Sunday 17 September 2017

The Greens vs. Labour on carbon emissions, taxes and permits

Brian Fallow wrote an interesting article in the New Zealand Herald on Friday, contrasting the climate policies of Labour and the Greens. It was doubly interesting given that we had just covered this topic in ECON110 last week. Here's what Fallow wrote:
The climate change policies the two parties have recently released overlap a lot, in ways that distinguish them from National and the status quo.
But they are also at odds over which is the better way to put a price on emissions that will influence behaviour in the economy.
Labour wants to restore the emissions trading scheme (ETS), as designed by David Parker and enacted by the fifth Labour Government in the last few weeks of its ninth year in power, then promptly gutted by the incoming National Government.
But the Greens favour a tax on emissions, the proceeds of which would be used to plant trees on erosion-prone land, and the rest (most of it) recycled as an annual payment to everyone over the age of 18.
Pigovian taxes (e.g. a tax on carbon emissions) and tradeable pollution permits (e.g. the emissions trading scheme) are essentially two ways of arriving at the same destination - a reduction in emissions.
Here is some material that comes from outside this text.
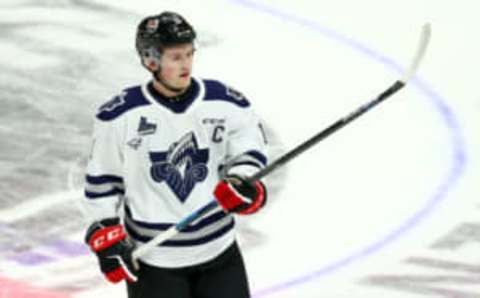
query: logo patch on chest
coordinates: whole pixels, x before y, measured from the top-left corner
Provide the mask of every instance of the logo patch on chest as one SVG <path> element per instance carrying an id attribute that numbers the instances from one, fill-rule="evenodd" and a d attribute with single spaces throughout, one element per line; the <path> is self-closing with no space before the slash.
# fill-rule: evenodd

Consider the diagram below, which represents a simple model for the optimal quantity of pollution (or carbon emissions). The MDC curve is the marginal damage cost (the cost to the environment of each additional unit of carbon emitted) and is upward sloping - this is because at low levels of carbon emissions, there is relatively less damage because the environment is able to absorb it. The capacity for the environment to do this is limited, so as carbon emissions increase the damage increases at an accelerated rate. The MAC curve is the marginal abatement cost (the cost to society of each unit of carbon emissions abated, or reduced) and is upward sloping from right to left. This is because, as more resources are applied to reducing carbon emissions, the opportunity costs increase. This may be because less suitable resources (meaning more costly resources) have to begin to be applied to pollution reduction. The optimal quantity of carbon emissions occurs where the MDC and MAC curves intersect - at Q*. Having less carbon emissions than Q* (such as at Q1) means that MAC is greater than MDC. In other words, the cost to society of reducing that last unit of carbon emissions was greater than the cost in terms of environmental damage. Having pollution at Q1 must make us worse off when compared with Q*.
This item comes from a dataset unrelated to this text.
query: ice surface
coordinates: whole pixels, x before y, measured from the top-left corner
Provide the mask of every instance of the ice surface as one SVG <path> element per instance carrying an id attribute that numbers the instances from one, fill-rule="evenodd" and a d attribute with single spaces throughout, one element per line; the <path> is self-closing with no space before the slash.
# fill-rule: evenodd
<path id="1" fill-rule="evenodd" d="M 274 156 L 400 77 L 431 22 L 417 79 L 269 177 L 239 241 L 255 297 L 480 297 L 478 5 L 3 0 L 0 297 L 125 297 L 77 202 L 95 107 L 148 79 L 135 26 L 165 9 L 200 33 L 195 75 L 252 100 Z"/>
The diagram illustrates that there are two ways of arriving at the optimal quantity of carbon emissions. One way is to regulate the quantity of emissions to be equal to Q*, as you would in an emissions trading scheme. You allocate carbon permits equal to exactly Q*, and legislate that no one is allowed to emit carbon unless they have permits (and have appropriately large penalties in place for those that break the rules).

An alternative is to price emissions at P*, as you would through a carbon tax. If the price of emissions is P*, you will have exactly Q* emissions. This is because no one would want to emit more than Q*, because the MAC is lower than the tax they would have to may (so it is cheaper to abate one unit of carbon emissions than it is to pay the tax, so at quantities above Q* the quantity of emissions would reduce). Similarly no one would want to emit less than Q*, because the MAC is greater than the tax (so it is cheaper to emit one more unit of carbon and pay the tax, rather than pay the cost of abating that unit).
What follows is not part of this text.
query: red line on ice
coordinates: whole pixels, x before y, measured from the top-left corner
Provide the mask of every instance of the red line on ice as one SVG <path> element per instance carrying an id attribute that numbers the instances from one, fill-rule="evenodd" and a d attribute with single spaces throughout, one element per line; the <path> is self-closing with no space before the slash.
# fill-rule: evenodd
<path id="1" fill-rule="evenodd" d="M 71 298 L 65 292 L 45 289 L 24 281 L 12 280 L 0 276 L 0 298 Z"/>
Which should we prefer - an emissions tax, or an emissions trading scheme? There are arguments for and against either (as I have noted before). Neither system is particularly flexible if new cleaner technology becomes available. Both provide incentives to reduce carbon emissions to Q* (and no further). Taxes may be less subject to corrupt practices (such as in deciding who would get any initial allocation of permits). Permits may be more efficient in the economic sense, since the emitters who can reduce their emissions at the lowest cost would sell their permits to those who can only reduce emissions at high cost.

Fallow doesn't conclude that either system is better though. However, one thing is clear, and that is that all countries doing nothing about carbon emissions is unambiguously worse than either system. And both emissions taxes and emissions trading schemes are better than old-school command-and-control regulation.